UK border
David Cameron had previously promised to cut the UK's net migration levels to below 100,000 by 2015 Reuters

Skilled foreign workers give the UK economy a £210bn boost, and their presence is making an increasingly important contribution to the country's professional workforce, according to Lloyds Bank.

The research, which was conducted by the Centre for Economics and Business Research (CEBR) on behalf of Lloyds Bank, explained that over the past 10 years the total number of non-UK-born individuals in employment as increased from 2.6 million in Q1 2004 to 4.6 million in Q1 2014.

The report said that these so-called "inpats" working within British industries contribute to the economic wellbeing and growth of the country as a whole.

The result is that economic output, also known as gross value added (GVA), is generated.

The largest amount of GVA is produced by inpats from Europe, who produce nearly £75bn (€94bn, $124bn) in 2014, or 6% of total UK GVA, according to Lloyds' survey.

In total, inpats are estimated to currently produce 15% – or £210bn – of GVA created in England and Wales.

Immigration unlikely to stop

"The findings of the research clearly demonstrate the strength of the UK economy and its ability to attract a highly qualified professional workforce from around the world," said Jamsheed Poncha, head of client services, UK wealth, at Lloyds Bank.

Iraq crisis and Cameron's comments
David Cameron's immigration reduction target is 'stupid', says economist Johnathan Portes Neil Hall/Reuters

"The contribution inward talent can make to key industries is impressive, as it ultimately helps the economy prosper even more."

The figures come after the Office for National Statistics revealed that net long-term migration to the UK hit 243,000 in the year ending March 2014 – a "statistically significant increase" from 175,000 in the previous year.

David Cameron had previously promised to cut the UK's net migration levels to below 100,000 by 2015.

IBTimes UK asked Jonathan Portes, director of the research centre the National Institute of Economic and Social Research, if Cameron's goal was now unachievable.

"All the evidence suggests that forecasting migration is very, very difficult – which is one of the reasons why it was stupid to have a target in the first place," Portes said.

"Is it impossible that [Cameron's] target could be met?

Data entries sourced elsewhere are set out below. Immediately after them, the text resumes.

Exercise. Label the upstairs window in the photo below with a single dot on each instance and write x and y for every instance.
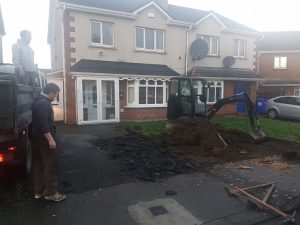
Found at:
(297, 91)
(240, 48)
(149, 39)
(280, 62)
(215, 91)
(213, 44)
(102, 33)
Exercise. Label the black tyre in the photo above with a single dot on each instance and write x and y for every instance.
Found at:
(272, 114)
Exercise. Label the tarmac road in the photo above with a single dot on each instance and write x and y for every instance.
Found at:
(99, 194)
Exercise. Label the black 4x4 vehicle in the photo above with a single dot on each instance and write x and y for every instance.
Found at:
(15, 118)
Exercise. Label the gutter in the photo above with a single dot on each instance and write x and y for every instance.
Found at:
(233, 79)
(120, 76)
(99, 11)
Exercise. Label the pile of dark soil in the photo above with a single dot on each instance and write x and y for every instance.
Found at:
(143, 159)
(195, 132)
(200, 141)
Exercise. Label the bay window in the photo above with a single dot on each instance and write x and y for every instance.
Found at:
(147, 93)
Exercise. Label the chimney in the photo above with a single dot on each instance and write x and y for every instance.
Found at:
(163, 3)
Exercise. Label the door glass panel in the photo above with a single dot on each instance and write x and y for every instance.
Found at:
(108, 100)
(89, 95)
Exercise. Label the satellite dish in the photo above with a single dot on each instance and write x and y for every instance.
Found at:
(199, 49)
(228, 61)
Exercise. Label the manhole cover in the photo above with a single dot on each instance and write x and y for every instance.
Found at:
(158, 210)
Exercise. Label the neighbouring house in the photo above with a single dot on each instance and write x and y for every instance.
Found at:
(2, 33)
(113, 59)
(279, 64)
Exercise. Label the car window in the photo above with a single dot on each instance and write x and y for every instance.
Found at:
(284, 100)
(297, 101)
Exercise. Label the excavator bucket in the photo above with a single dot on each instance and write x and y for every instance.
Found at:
(258, 135)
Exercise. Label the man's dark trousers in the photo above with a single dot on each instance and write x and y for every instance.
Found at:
(44, 167)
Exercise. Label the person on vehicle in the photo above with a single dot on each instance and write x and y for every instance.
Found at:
(44, 146)
(23, 58)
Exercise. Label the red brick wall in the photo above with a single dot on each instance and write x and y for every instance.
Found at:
(138, 113)
(266, 67)
(160, 113)
(70, 83)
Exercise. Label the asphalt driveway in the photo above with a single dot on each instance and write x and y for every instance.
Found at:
(101, 192)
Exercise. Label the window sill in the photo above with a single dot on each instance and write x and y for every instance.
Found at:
(149, 51)
(145, 106)
(102, 46)
(213, 56)
(240, 58)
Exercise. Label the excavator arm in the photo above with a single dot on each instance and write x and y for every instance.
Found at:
(256, 133)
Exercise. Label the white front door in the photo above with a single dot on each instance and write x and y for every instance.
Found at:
(98, 100)
(58, 104)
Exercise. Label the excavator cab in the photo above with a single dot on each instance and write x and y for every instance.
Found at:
(188, 97)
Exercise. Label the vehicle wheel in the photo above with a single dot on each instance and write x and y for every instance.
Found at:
(272, 114)
(28, 158)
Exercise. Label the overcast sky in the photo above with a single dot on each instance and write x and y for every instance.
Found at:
(262, 15)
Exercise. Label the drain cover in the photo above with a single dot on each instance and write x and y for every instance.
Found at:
(158, 210)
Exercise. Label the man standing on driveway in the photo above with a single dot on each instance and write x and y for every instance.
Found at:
(44, 146)
(23, 58)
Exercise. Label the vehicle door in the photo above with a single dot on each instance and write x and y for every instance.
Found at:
(295, 108)
(284, 106)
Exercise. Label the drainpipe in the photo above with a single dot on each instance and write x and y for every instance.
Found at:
(63, 7)
(187, 49)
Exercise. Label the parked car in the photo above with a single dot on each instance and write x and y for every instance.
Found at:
(284, 106)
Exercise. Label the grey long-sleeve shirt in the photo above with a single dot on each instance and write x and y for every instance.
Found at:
(23, 56)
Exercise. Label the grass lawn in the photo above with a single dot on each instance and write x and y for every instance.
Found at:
(273, 128)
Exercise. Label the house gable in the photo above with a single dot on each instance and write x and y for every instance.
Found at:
(151, 17)
(153, 4)
(211, 16)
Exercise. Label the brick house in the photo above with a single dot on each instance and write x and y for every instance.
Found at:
(113, 59)
(2, 33)
(279, 57)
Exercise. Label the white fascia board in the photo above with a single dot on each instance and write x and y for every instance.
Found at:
(286, 51)
(279, 85)
(248, 33)
(101, 11)
(54, 72)
(232, 79)
(211, 14)
(120, 76)
(152, 4)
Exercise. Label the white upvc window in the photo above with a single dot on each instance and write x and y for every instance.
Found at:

No.

"We could have another financial crisis and the labour market could collapse or the eurozone could suddenly, miraculously recover, and Italians, Spanish and Greek people would go home because their economies are thriving. That doesn't seem very likely, but it's not impossible."

The issue of immigration has been a hot political topic in the UK over recent years.

The latest annual British Social Attitudes Survey, which is conducted by NatCen Social Research and questioned over 3,000 respondents, found that 77% of people wanted immigration to be reduced.